Un des plus grands films des années 70 ? Il est, en tout cas, permis de préférer ce thriller intimiste, travaillé par une authentique inquiétude, à la plupart des œuvres manifestes dont la période regorge. Réalisé après le succès aussi phénoménal qu’inattendu du Parrain, où Coppola raflait tous les Oscars, Conversation secrète conquit le public cannois, qui lui attribua en 1974 le Grand Prix du festival (la Palme d’or de l’époque). Le film, l’un des premiers produit par American Zoetrope, la propre société du cinéaste, n’eut qu’un succès limité. Cela n’empêcha pas Coppola d’être à ce moment-là le cinéaste le plus respecté par le public et par la critique, le chef de file de la nouvelle garde hollywoodienne, et le représentant le plus éminent du cinéma américain dans le monde. Effet galvanisant du succès et de la reconnaissance : quatre ans après, il risque sa carrière et la totalité de ses biens dans la folle entreprise d’Apocalypse now, qui lui rapporte une deuxième Palme d’or…
Ce second succès, avec le temps, avait un peu éclipsé Conversation secrète. C’est pourtant un film singulier, à part dans la filmographie de Coppola, même s’il forme avec Le Parrain et Apocalypse now une trilogie cohérente sur l’Amérique contemporaine. Ce « plombier » (un as de l’écoute et de l’espionnage) joué par Gene Hackman, chez qui le malaise monte lorsqu’il découvre qu’il a été témoin d’un meurtre, est un personnage qui révèle une réelle sensibilité et une profonde acuité psychologique chez le cinéaste. Harry Caul est un être solitaire et obsessionnel à qui son habileté technologique pose soudain un problème moral auquel il n’était pas préparé (on songe à ce que Coppola a mis de lui-même dans ce personnage : comme lui, il a été atteint enfant par la polio).
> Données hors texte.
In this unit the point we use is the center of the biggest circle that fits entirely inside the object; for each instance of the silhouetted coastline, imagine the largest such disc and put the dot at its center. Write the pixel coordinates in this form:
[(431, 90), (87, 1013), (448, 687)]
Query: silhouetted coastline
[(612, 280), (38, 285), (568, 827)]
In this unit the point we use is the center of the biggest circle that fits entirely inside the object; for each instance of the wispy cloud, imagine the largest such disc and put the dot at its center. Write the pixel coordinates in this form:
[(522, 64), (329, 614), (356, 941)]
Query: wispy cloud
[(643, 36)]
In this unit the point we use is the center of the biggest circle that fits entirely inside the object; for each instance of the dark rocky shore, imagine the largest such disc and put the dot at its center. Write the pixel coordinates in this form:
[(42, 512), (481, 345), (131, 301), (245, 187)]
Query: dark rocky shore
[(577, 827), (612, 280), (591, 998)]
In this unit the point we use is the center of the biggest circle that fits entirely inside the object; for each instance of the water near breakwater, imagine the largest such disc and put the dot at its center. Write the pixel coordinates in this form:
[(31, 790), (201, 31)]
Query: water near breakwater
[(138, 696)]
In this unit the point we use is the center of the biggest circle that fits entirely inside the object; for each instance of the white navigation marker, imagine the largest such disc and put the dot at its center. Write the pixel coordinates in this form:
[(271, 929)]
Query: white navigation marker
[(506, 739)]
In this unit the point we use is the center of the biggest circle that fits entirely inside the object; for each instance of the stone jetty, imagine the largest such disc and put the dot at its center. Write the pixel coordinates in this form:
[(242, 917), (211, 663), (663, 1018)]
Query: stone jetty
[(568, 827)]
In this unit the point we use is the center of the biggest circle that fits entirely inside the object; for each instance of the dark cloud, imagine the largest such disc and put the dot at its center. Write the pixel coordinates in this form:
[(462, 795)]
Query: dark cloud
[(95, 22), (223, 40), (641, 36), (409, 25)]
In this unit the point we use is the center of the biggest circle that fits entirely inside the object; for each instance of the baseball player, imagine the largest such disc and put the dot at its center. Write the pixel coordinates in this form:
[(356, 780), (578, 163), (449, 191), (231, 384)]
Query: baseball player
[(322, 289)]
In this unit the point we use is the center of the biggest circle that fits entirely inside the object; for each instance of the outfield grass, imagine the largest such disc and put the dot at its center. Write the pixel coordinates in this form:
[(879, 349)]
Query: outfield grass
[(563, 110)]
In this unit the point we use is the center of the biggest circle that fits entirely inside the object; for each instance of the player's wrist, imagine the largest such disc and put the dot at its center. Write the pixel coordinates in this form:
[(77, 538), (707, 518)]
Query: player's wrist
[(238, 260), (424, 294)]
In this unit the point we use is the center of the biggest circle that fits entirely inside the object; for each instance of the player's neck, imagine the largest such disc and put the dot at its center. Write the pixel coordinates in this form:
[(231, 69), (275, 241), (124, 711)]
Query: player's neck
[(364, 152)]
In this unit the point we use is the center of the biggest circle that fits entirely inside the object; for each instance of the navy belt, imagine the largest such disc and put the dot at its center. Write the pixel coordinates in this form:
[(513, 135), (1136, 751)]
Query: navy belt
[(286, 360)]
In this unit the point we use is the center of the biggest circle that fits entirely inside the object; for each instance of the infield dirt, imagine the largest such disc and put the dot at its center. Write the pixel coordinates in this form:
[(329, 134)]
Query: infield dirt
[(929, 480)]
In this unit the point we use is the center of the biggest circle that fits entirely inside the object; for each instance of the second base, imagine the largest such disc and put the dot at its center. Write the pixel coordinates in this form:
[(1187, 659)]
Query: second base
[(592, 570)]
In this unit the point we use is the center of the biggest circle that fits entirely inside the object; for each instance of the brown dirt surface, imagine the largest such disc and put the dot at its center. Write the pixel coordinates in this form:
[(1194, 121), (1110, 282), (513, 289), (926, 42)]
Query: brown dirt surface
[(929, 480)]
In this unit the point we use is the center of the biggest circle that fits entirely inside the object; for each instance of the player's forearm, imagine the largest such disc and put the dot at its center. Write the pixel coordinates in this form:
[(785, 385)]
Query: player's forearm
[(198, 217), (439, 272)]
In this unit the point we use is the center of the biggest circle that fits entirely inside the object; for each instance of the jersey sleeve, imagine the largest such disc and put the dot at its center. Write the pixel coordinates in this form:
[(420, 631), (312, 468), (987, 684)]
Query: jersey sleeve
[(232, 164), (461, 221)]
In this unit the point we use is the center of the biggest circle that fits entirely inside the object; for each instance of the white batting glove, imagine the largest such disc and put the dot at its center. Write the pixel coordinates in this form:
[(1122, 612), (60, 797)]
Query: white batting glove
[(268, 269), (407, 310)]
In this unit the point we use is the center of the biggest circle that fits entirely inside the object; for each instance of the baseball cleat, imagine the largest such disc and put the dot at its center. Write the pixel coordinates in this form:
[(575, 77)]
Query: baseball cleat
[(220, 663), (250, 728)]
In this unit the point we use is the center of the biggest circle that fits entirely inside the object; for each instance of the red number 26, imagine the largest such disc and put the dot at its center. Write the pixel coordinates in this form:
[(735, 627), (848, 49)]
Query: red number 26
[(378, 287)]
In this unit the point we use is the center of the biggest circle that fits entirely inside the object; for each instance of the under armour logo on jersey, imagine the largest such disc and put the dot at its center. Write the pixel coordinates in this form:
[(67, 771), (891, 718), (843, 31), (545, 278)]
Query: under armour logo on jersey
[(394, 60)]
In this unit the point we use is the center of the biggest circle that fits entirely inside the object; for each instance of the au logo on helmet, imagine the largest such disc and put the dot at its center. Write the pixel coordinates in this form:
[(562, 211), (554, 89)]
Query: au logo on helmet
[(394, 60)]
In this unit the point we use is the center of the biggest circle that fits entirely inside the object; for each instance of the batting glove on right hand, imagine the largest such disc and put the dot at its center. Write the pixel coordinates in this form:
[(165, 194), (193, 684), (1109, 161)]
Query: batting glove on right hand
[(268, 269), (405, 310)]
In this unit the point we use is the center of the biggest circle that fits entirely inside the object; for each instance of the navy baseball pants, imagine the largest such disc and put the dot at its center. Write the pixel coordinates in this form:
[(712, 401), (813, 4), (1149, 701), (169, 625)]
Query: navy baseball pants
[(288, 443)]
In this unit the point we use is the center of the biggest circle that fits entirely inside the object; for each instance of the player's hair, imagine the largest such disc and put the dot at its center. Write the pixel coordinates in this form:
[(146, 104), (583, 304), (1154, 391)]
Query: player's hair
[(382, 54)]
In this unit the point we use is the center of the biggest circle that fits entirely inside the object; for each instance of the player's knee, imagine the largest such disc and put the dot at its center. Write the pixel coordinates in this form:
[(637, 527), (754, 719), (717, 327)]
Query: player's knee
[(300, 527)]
C’est un être frustré dans son désir de communication, porteur d’une exigence morale dans un environnement déshumanisé, et détenteur d’un pouvoir qui, en toute logique, va se retourner contre lui.
Mystérieux, angoissant, Conversation secrète bénéficie d’une mise en scène d’une rare intelligence, à la fois pudique et très audacieuse. Dans le travail sur le son, par moments presque expérimental, comme dans la description désenchantée de la ville (couloirs, bureaux, parkings), le cinéaste se réinvente constamment. En somme, une œuvre magistrale.